A handful of utility companies across the United States have offered generous discounts, likely backed by Nissan itself, to move the current-generation Leaf from dealerships to driveways.
All of this has occurred as the 2018 Nissan Leaf prepares to launch early next year in North America.
One YouTuber recently documented his electric-car purchasing journey and explained why he bought a 2017 Nissan Leaf.
At the end of the day, it all came down to the price.
YouTuber BMHsonic has had a lifelong interest in electric cars, and even helped build an electric vehicle in high school.
2017 Nissan Leaf
Fast-forward to the present day, and the Tesla Model 3 made him interested once again in owning an electric car.

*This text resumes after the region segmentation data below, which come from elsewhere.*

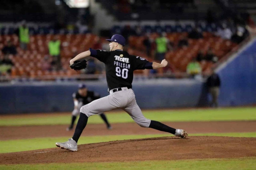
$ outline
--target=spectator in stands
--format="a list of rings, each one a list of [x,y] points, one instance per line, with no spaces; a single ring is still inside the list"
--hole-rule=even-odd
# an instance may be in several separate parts
[[[135,27],[135,33],[137,36],[141,36],[142,35],[142,30],[140,26],[136,26]]]
[[[124,37],[125,40],[128,40],[129,37],[131,35],[136,35],[135,31],[129,25],[127,25],[124,26],[124,29],[121,31],[121,35]],[[127,41],[128,42],[128,41]]]
[[[225,24],[222,24],[220,28],[218,28],[215,34],[225,40],[230,40],[232,32]]]
[[[143,41],[143,45],[146,47],[147,55],[148,56],[151,56],[151,44],[153,41],[150,37],[149,34],[147,34],[145,39]]]
[[[204,60],[204,53],[203,52],[203,50],[200,50],[199,51],[197,55],[196,55],[196,61],[197,61],[200,62]]]
[[[49,56],[45,55],[44,58],[44,62],[41,66],[42,70],[44,71],[50,70],[51,69],[51,64],[49,61]]]
[[[0,75],[5,75],[11,72],[12,67],[14,65],[9,57],[9,55],[4,55],[4,59],[0,61]]]
[[[84,70],[83,70],[84,71]],[[96,64],[94,58],[92,57],[87,62],[87,67],[84,70],[85,74],[93,74],[96,72]]]
[[[215,107],[217,107],[218,105],[218,98],[220,93],[220,80],[213,69],[211,70],[211,76],[207,79],[206,85],[212,98],[210,106],[213,107],[213,105],[215,105]]]
[[[102,46],[101,45],[101,42],[100,42],[100,39],[98,37],[97,37],[96,38],[96,42],[93,44],[93,45],[92,46],[92,49],[102,49]],[[76,56],[76,55],[75,55],[74,57],[75,56]]]
[[[166,33],[163,32],[160,36],[156,39],[156,52],[155,59],[157,61],[162,61],[164,59],[168,49],[171,48],[169,40],[166,36]]]
[[[206,20],[208,24],[211,24],[214,22],[214,15],[212,11],[210,9],[207,10]]]
[[[48,44],[49,54],[52,57],[52,64],[56,64],[57,70],[60,70],[61,68],[60,62],[60,41],[58,40],[56,36],[50,41]]]
[[[12,44],[12,42],[8,41],[7,42],[7,45],[4,47],[2,49],[2,52],[5,55],[11,54],[16,55],[17,54],[16,47]]]
[[[198,28],[195,28],[188,33],[188,37],[192,39],[199,39],[203,38],[203,34]]]
[[[218,58],[213,53],[212,49],[209,48],[203,59],[216,63],[218,61]]]
[[[240,24],[236,26],[236,31],[231,37],[231,41],[239,44],[249,36],[249,32],[245,26]]]
[[[194,78],[196,75],[201,74],[201,72],[200,63],[196,61],[195,58],[193,58],[187,66],[187,73],[191,77]]]
[[[19,27],[19,31],[20,48],[27,50],[28,44],[29,42],[29,33],[28,28],[25,21],[23,21],[22,25]]]
[[[188,46],[188,38],[185,36],[182,36],[178,43],[178,47],[182,48]]]

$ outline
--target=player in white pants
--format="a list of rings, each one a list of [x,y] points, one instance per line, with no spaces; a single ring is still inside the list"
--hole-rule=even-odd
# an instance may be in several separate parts
[[[167,61],[164,59],[161,63],[151,63],[139,56],[130,55],[123,50],[125,40],[120,35],[114,35],[111,39],[107,40],[110,42],[110,51],[90,48],[71,59],[70,64],[71,65],[76,61],[90,56],[104,63],[109,94],[82,107],[72,138],[65,142],[57,143],[56,145],[61,148],[77,151],[77,141],[86,126],[88,118],[92,115],[117,108],[124,110],[140,126],[170,133],[185,138],[188,135],[183,129],[176,129],[146,118],[136,102],[135,95],[132,89],[134,70],[164,67],[167,65]],[[148,94],[148,97],[154,97]]]

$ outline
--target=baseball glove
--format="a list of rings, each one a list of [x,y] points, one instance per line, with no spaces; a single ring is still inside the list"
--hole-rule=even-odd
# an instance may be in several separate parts
[[[76,61],[74,63],[70,65],[69,67],[72,69],[76,71],[80,70],[82,69],[85,69],[86,68],[87,61],[83,60],[81,61]]]

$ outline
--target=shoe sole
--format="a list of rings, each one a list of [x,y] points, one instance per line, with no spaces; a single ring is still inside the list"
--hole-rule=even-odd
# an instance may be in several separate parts
[[[59,144],[58,144],[57,143],[56,143],[55,144],[56,145],[56,146],[57,147],[60,147],[61,149],[67,149],[67,150],[68,150],[68,151],[77,151],[77,149],[68,149],[68,148],[65,148],[64,147],[63,147],[63,146],[60,146],[60,145]]]

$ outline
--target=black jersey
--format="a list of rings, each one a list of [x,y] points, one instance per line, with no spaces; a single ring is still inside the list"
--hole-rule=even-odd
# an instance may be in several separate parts
[[[149,63],[144,58],[120,50],[106,51],[97,49],[95,53],[97,54],[92,52],[94,50],[90,49],[91,56],[105,63],[109,90],[124,87],[132,88],[133,71],[145,69],[145,65]]]
[[[94,93],[93,92],[90,91],[87,91],[87,95],[86,96],[81,96],[78,91],[75,92],[72,96],[74,99],[77,100],[79,102],[82,102],[84,105],[88,104],[100,98],[98,94]]]

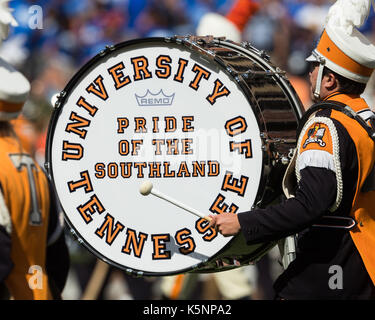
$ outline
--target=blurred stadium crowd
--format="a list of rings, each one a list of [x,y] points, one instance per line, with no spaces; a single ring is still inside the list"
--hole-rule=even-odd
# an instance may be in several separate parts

This first led him to look at a 2017 Chevrolet Bolt EV, the longest-range electric car at a mass-market price that you can walk into a dealership today and drive away.
He quite liked the Bolt EV and appreciated its driving characteristics and EPA-estimated 238-mile range figure.
However, he found most Chevrolet dealerships wouldn't budge on the price, which made the Bolt EV a near $40,000 car when all was said and done.
Even the alternative, leasing options, priced him out of Chevrolet's electric car too.
Frugal and sensible, BMHsonic moved on to the 2017 Nissan Leaf and was shocked to find out how many incentives were currently offered on the car.
2017 Nissan Leaf
Not only did he qualify for the full $7,500 federal tax credit, but Nissan also applied another $5,000 in incentives to the purchase price.
In his case, a 2017 Leaf at roughly $30,000 quickly became an $18,000 car, despite not living in a state that adds an incentive on top of the federal credit.
Although its range falls short of other modern electric cars, BMHsonic felt it was adequate for his needs—and even he noted that he's exceeding its 107-mile EPA-estimated range rating because he mostly drives the car in the city.
In total, he received $12,500 in incentives, and with a small amount of equity in his previous car, he was able to walk away with a brand new electric car with a monthly payment that is $50 less expensive per month.
The moral of his story? Go to a dealership, bargain hard, and be aggressive about asking for incentives.
If the range suits a buyer's needs, he suggests, the 2017 Nissan Leaf may be the best electric-car bargain on the market—until they're gone.